En un claro contrapunto entre esta extremosidad del lirismo, donde todas las
pulsiones están sublimadas, están subyugadas al decir fino de la poesía, al discurso de la
cortesanía, del servicio de amor, que informa la legitimación de la posición de Marcela,
se opone lo que sucede en el capítulo subsiguiente, cuando después de perseguir a
Marcela por la sierra no la encuentra, y llega a la situación de tener que descansar, y
sobreviene el episodio de Rocinante y las jacas galicianas, donde todo,
carnavalescamente, apunta al signo opuesto del amor, o sea, al erotismo. No al discurso
de la sublimación, sino a la exhibición de la práctica. El famélico y enjuto rocín que
quiere refocilarse con las jacas, y que las mismas jacas —como si fuese una
prolongación en esta gradatio pastoril en la vuelta a lo real— logran imponerse; las
yeguas pueden más que el macho.
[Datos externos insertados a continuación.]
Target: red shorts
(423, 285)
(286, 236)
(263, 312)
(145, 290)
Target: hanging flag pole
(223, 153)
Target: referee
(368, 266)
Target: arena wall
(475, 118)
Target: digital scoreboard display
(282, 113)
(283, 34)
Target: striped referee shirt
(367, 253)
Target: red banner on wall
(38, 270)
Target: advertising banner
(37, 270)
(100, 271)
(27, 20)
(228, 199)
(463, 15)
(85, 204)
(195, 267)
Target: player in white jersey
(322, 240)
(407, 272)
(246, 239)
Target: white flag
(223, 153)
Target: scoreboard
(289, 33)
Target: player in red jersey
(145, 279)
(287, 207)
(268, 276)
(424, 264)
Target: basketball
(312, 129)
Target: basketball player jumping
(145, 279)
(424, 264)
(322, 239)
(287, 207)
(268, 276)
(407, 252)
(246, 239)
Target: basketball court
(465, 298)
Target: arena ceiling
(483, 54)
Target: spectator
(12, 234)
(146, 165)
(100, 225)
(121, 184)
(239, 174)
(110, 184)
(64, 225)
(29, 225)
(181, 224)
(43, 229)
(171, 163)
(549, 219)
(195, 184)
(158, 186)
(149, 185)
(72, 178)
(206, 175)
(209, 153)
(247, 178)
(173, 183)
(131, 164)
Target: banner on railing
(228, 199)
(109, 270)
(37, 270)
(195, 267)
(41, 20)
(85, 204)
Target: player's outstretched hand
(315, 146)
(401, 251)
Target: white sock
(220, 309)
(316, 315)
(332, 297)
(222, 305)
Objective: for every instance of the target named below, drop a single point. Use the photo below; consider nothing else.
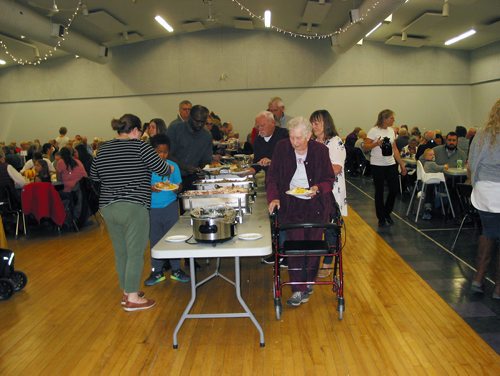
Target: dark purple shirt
(319, 172)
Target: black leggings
(382, 174)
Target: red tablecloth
(43, 201)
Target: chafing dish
(209, 184)
(239, 198)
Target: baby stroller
(10, 280)
(308, 248)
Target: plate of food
(299, 192)
(166, 186)
(176, 238)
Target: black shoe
(283, 262)
(196, 265)
(269, 260)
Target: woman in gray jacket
(484, 165)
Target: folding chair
(9, 205)
(464, 192)
(426, 179)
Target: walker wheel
(341, 312)
(20, 280)
(6, 288)
(277, 308)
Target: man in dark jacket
(269, 135)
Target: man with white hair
(265, 142)
(183, 114)
(277, 108)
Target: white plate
(305, 194)
(250, 236)
(176, 238)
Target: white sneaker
(298, 298)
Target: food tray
(235, 200)
(209, 184)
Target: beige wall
(428, 87)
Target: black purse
(386, 147)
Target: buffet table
(255, 223)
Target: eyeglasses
(202, 121)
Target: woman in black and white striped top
(123, 167)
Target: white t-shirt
(376, 157)
(485, 196)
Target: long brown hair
(492, 126)
(328, 124)
(384, 114)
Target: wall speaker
(354, 15)
(103, 51)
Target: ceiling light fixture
(164, 23)
(267, 18)
(460, 37)
(372, 30)
(446, 9)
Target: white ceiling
(116, 22)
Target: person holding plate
(164, 212)
(299, 162)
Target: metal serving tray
(209, 184)
(241, 201)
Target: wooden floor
(68, 320)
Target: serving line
(257, 222)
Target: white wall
(427, 87)
(485, 79)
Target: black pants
(382, 174)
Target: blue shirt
(164, 198)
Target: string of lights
(40, 59)
(301, 35)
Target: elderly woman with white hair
(299, 162)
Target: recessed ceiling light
(460, 37)
(164, 23)
(267, 18)
(375, 28)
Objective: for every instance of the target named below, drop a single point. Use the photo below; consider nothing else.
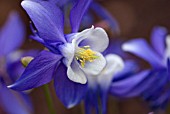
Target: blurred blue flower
(71, 57)
(152, 84)
(11, 38)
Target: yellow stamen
(85, 54)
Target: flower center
(85, 54)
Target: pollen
(85, 54)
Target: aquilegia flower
(99, 85)
(71, 57)
(11, 101)
(158, 57)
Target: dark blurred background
(136, 18)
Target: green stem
(49, 99)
Y lo destruyen, le sacan la cinta, lo desmontan, y
entonces, cuando don Quijote concurre en auxilio —y concurre rearmándose todo un
episodio que nada tiene que ver con la realidad—, terminan apaleados. Aquí se produce
el contrapunto entre triunfo y derrota, por cuanto Sancho mismo rememora todo el
episodio con el vizcaíno, del cual él recuerda obsesivamente todos los palos y las
victorias que había logrado, y cómo acá se ve apaleado.